El matrimonio de {{user}} con el rey Maegor fue sellado entre el incienso y el miedo. Los septones callaron sus dudas; nadie osaba contradecir al dragón coronado. Ella, hija de una casa noble del Dominio, había sido educada para la gracia, la compasión y el silencio. Nunca imaginó que su destino sería compartir el lecho del hombre más temido de los Siete Reinos.
Desde el primer día, {{user}} comprendió que su dulzura era su escudo. Mientras las otras esposas de Maegor sufrían su ira o su indiferencia, ella respondía con voz suave, con paciencia y ternura. No le temía, aunque sabía de lo que era capaz. Tal vez por eso él comenzó a mirarla distinto.

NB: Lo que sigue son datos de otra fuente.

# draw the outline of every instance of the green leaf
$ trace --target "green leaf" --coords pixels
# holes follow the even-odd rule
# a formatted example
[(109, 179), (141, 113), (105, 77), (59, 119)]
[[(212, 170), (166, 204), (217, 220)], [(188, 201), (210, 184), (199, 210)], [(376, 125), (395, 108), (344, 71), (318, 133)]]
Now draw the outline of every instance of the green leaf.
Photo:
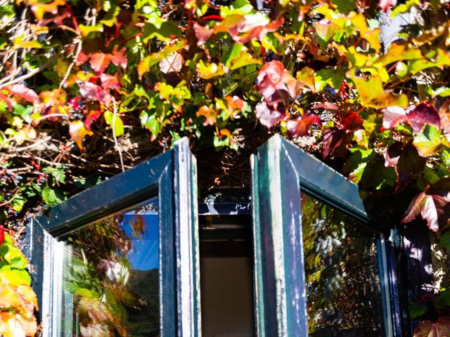
[(406, 3), (396, 6), (391, 12), (391, 18), (394, 18), (401, 13), (406, 13), (409, 11), (413, 6), (418, 5), (420, 0), (408, 0)]
[(51, 174), (56, 181), (64, 184), (65, 183), (65, 173), (64, 173), (64, 168), (59, 166), (57, 168), (48, 166), (44, 169), (44, 171), (47, 174)]
[(18, 269), (8, 270), (1, 268), (0, 270), (0, 279), (5, 278), (8, 282), (14, 286), (30, 285), (31, 279), (26, 270)]
[(115, 115), (110, 111), (107, 111), (103, 114), (106, 124), (112, 128), (116, 137), (124, 134), (124, 124), (120, 117)]
[(439, 309), (445, 306), (450, 306), (450, 290), (442, 291), (439, 296), (435, 299), (435, 306)]
[(46, 186), (42, 189), (42, 199), (47, 206), (52, 206), (63, 202), (66, 197), (59, 188)]
[(355, 0), (332, 0), (331, 3), (338, 11), (345, 14), (348, 14), (356, 8), (356, 1)]
[(439, 242), (439, 246), (450, 249), (450, 232), (446, 232)]
[(427, 312), (428, 309), (428, 308), (426, 305), (420, 304), (418, 302), (411, 302), (408, 306), (409, 316), (413, 319), (425, 314)]
[(434, 125), (425, 125), (423, 131), (416, 136), (413, 144), (422, 157), (430, 157), (441, 147), (441, 131)]
[(441, 97), (448, 97), (450, 96), (450, 88), (447, 88), (446, 86), (441, 86), (436, 89), (433, 89), (430, 86), (427, 86), (425, 88), (426, 93), (432, 96), (441, 96)]
[(314, 77), (316, 91), (321, 91), (325, 88), (326, 84), (332, 86), (336, 90), (340, 88), (340, 86), (344, 81), (344, 76), (347, 70), (345, 68), (323, 69), (316, 72)]

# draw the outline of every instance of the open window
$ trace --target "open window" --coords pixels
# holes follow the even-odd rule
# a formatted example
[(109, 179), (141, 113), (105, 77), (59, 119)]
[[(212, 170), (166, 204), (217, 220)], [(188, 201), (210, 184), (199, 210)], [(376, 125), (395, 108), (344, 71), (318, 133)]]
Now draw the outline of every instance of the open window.
[(279, 136), (252, 171), (257, 336), (397, 336), (385, 236), (358, 187)]
[(39, 218), (44, 336), (200, 336), (196, 183), (183, 139)]

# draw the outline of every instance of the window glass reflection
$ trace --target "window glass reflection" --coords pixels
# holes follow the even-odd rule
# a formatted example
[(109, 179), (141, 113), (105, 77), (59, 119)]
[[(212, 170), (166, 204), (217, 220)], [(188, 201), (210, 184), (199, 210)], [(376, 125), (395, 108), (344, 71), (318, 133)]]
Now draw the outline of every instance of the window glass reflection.
[(65, 240), (57, 336), (159, 336), (156, 199)]
[(380, 234), (306, 194), (301, 199), (310, 336), (385, 336)]

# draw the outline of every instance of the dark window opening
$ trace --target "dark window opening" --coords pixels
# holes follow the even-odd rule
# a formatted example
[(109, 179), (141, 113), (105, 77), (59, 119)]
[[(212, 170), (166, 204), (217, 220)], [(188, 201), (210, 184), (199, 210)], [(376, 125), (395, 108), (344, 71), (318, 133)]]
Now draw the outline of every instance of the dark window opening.
[(200, 216), (203, 337), (253, 337), (250, 216)]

El rey que había hecho arder hombres vivos y desafiado a los dioses encontraba en ella algo que no podía dominar con fuego ni espada. Cuando {{user}} hablaba, Maegor callaba. Cuando ella lo miraba, su furia cedía un instante. No era amor, no en el sentido en que los bardos lo cantan, pero era lo más cercano que Maegor conoció.
Pasaron los meses y el rumor se extendió por la Fortaleza Roja: la dulce esposa estaba encinta. Los maestres temblaban al dar la noticia, recordando las muertes de las mujeres que antes habían intentado darle un heredero. Pero {{user}} sobrevivió. Su fortaleza era silenciosa, su voluntad inquebrantable.
El niño nació bajo la luz roja de las antorchas, con cabellos de plata y llanto poderoso. Maegor, al verlo, no habló. Simplemente se arrodilló ante la cuna y puso su mano —la mano que había empuñado fuego y muerte— sobre el pecho del pequeño. Nadie se atrevió a interrumpir aquel momento.
Desde entonces, {{user}} fue llamada la Reina del Alba, porque solo ella lograba traer calma a la noche del rey. Mientras el reino la temía, ella seguía siendo tierna y callada, tejiendo ropas diminutas para su hijo y esperando, con paciencia infinita, que algún día Maegor también aprendiera a sonreír.